What book would the children's author and illustrator Nick Butterworth bring to a deserted island?

What book would the children's author and illustrator Nick Butterworth bring to a deserted island?

  • Nick Butterworth is re-reading George Orwell's Coming Up For Air
  • He would take Tolkien's Lord of the Rings to a desert island
  • He exposed the seven pillars of T.E Lawrence's wisdom and left him cold

. . . are you reading?

I'm reading George Orwell's Coming Up For Air. Orwell is one of my favorites and from his books this is my favorite.

The story that takes place shortly before the outbreak of World War II is told by George Bowling, an intentionally unremarkable man. He draws attention to ordinary things that please or annoy ordinary people.

Like the fact that he didn't wash the soap properly off his neck after his morning wash and a slight stickiness around the collar irritates him all morning.

The upcoming war for the second time in his life makes him nostalgic for the time of innocence before the first war. The book is a wonderful reminder of the time when he remembered his childhood.

Nick Butterworth (pictured) announced that he is currently reading George Orwell's Coming Up For Air again. He also shared the book that would take her to a desert island

The book contains a timelessness. You can smell the dusty grain when it describes the seed trader's business, and you feel like you've wandered so carefree through the woods and fields in those Edwardian days.

. . . would you take to a desert island

J.R.R. Tolkiens The Lord of the Rings. I heard a radio program about the book in 1967 that sparked my appetite. I went straight to Caxton & # 39; s, our local bookstore, to buy it.

Some say, "Oh, I don't like imagination." Well, I'm not that keen on imagination myself, but that's so much more. It's an epic story with a believable world and excellently nuanced characters, from almost angelic to downright devilish – and everyone in between.

It's a big story with high stakes. It is also exciting and often very moving.

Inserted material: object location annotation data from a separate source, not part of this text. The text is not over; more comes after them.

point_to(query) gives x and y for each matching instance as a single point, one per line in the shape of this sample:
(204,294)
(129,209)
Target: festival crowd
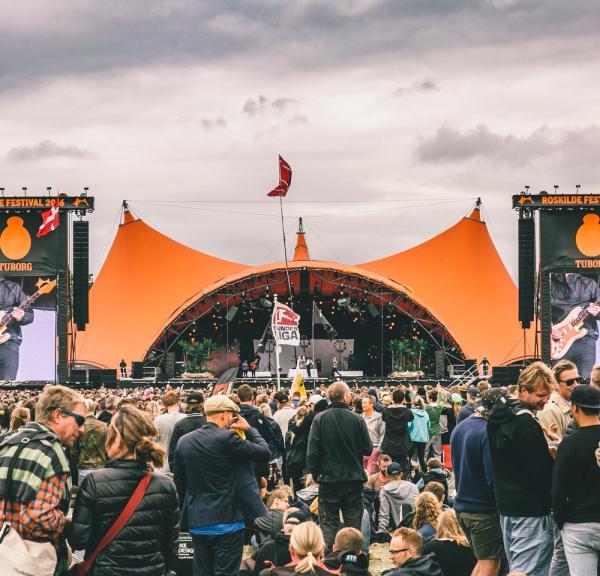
(479,481)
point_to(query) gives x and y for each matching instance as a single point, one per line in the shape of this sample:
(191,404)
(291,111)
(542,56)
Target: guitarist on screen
(11,297)
(573,292)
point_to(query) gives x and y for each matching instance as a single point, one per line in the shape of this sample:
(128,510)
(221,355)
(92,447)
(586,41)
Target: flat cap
(220,403)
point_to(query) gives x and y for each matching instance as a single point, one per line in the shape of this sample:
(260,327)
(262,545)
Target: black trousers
(335,497)
(218,555)
(9,361)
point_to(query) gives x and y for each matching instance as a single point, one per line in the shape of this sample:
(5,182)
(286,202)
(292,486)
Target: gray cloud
(37,41)
(451,145)
(209,124)
(424,85)
(46,150)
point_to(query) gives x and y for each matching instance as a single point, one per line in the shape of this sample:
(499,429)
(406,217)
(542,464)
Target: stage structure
(34,260)
(451,293)
(567,308)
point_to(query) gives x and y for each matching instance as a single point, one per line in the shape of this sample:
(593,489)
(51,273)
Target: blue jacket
(419,427)
(214,478)
(472,465)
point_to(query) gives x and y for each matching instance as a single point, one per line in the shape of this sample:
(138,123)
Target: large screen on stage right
(570,251)
(27,338)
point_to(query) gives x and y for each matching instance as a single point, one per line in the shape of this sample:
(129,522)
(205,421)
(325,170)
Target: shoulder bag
(84,567)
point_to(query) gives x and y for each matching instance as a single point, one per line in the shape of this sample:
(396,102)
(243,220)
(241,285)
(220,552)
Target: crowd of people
(479,481)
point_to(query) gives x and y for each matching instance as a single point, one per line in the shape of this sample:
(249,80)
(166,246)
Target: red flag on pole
(49,220)
(285,179)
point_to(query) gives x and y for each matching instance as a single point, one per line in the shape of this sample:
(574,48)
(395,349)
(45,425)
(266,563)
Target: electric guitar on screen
(44,287)
(568,331)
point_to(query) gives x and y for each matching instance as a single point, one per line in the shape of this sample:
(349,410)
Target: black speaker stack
(81,270)
(526,268)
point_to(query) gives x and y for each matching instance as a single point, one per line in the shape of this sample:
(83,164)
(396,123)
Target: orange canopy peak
(301,250)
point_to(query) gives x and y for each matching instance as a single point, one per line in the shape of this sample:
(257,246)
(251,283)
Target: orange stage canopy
(148,279)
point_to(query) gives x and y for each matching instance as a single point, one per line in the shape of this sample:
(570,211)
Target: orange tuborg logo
(588,235)
(15,240)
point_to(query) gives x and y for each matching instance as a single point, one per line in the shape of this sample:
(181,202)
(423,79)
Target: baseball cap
(586,396)
(473,391)
(194,398)
(393,468)
(220,403)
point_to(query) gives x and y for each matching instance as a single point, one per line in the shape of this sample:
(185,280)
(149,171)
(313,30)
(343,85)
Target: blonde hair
(55,397)
(137,432)
(427,510)
(308,544)
(449,529)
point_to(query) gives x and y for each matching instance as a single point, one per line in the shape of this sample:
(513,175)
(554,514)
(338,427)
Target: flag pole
(287,272)
(277,349)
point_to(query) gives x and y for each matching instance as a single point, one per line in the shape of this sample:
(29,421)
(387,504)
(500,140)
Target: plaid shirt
(42,519)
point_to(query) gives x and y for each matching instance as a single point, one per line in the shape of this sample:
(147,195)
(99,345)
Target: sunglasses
(78,417)
(571,381)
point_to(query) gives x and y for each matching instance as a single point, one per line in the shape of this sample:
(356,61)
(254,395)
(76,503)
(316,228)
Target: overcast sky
(394,115)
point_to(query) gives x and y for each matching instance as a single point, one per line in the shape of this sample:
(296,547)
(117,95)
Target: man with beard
(522,470)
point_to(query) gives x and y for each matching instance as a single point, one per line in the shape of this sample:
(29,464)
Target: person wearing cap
(468,409)
(337,442)
(194,404)
(474,503)
(396,499)
(576,484)
(214,479)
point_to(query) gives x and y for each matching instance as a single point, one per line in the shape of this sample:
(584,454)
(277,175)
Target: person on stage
(11,298)
(569,291)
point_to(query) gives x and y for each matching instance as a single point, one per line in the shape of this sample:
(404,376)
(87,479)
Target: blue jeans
(582,547)
(528,543)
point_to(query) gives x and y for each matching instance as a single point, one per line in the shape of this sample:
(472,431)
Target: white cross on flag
(49,220)
(285,324)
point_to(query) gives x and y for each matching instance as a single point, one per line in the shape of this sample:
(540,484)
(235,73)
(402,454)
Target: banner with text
(285,324)
(21,252)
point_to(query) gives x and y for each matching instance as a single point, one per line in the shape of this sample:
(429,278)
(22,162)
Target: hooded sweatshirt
(417,566)
(521,462)
(396,499)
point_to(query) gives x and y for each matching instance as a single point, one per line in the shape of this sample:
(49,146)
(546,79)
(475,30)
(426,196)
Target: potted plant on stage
(197,356)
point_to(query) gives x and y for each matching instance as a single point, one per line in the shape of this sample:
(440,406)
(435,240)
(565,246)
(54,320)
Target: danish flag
(49,220)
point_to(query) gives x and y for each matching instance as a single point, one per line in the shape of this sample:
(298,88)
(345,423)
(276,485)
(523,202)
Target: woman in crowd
(451,547)
(307,549)
(427,512)
(419,430)
(147,545)
(297,445)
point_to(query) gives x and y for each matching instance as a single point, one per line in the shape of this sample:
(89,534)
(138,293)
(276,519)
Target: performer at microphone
(11,297)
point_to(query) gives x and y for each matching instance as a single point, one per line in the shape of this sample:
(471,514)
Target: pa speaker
(81,269)
(526,270)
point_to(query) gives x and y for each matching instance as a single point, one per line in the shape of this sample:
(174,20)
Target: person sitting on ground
(274,551)
(380,478)
(396,499)
(450,547)
(269,525)
(406,551)
(306,550)
(435,473)
(347,556)
(427,513)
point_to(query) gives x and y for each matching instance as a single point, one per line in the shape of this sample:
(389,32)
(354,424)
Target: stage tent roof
(147,279)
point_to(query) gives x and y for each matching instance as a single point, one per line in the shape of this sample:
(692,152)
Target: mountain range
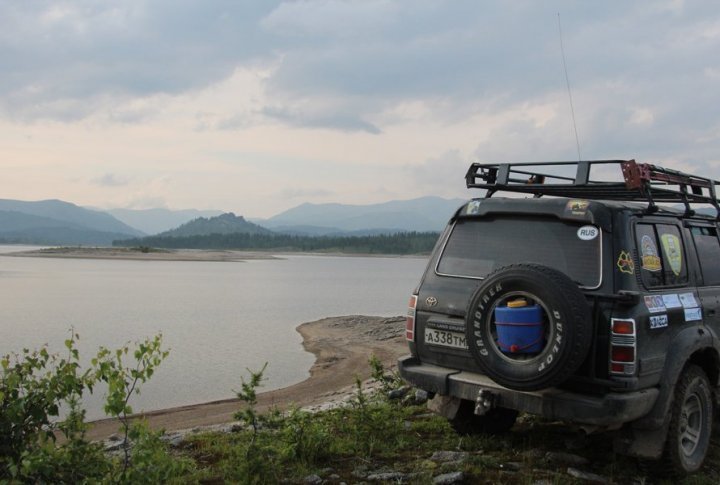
(58,222)
(423,214)
(55,222)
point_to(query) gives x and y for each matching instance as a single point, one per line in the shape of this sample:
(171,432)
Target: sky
(258,106)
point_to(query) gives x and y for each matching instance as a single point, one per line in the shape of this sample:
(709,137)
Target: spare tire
(564,327)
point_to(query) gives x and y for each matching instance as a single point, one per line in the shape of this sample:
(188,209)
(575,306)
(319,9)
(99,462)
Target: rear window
(477,247)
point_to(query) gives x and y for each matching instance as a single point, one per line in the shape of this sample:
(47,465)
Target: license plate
(445,338)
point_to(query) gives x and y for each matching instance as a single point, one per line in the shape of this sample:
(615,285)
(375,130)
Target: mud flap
(642,443)
(445,406)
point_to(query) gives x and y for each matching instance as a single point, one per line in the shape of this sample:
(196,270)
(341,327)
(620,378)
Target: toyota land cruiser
(587,303)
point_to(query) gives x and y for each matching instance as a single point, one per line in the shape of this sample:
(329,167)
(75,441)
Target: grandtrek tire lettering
(567,331)
(556,342)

. . . gave you the reading error first?

I didn't read quickly, but my beautiful mother read to me endlessly. Because I had problems early on, she continued to do so when most of my friends were left to their own devices.

At first she had read Beatrix Potter's stories (my favorite was The Tale Of Samuel Whiskers), but because she made the choice, I got to know books that I would never have read for myself, like Rudyard Kipling's Just So Stories, Moby Dick and Tom Brown's school days.

I grew up in a newspaper shop, so there were plenty of comics and graphic novels. The Swiss family Robinson is one that I loved.

But the book that really grabbed me and that took me to a different time and place was Treasure Island.

It was like sailing the Hispaniola with Jim Hawkins, and when he came back from this adventure, older and wiser, I felt like I was a little grown up.

. . . did you leave cold

Seven Pillars of Wisdom by T. E. Lawrence. It was the setbook for my O-Level and it bored me to death. I remember a chapter called "Blast Blasts".

For me it was as boring as ditch water. Blowing up balloons could have been more exciting. I never finished the book – and I didn't pass O-level English.

A Spring Day (A Story by Percy The Park Keeper) by Nick Butterworth will be released on April 4th by HarperCollins Children's Books for £ 12.99.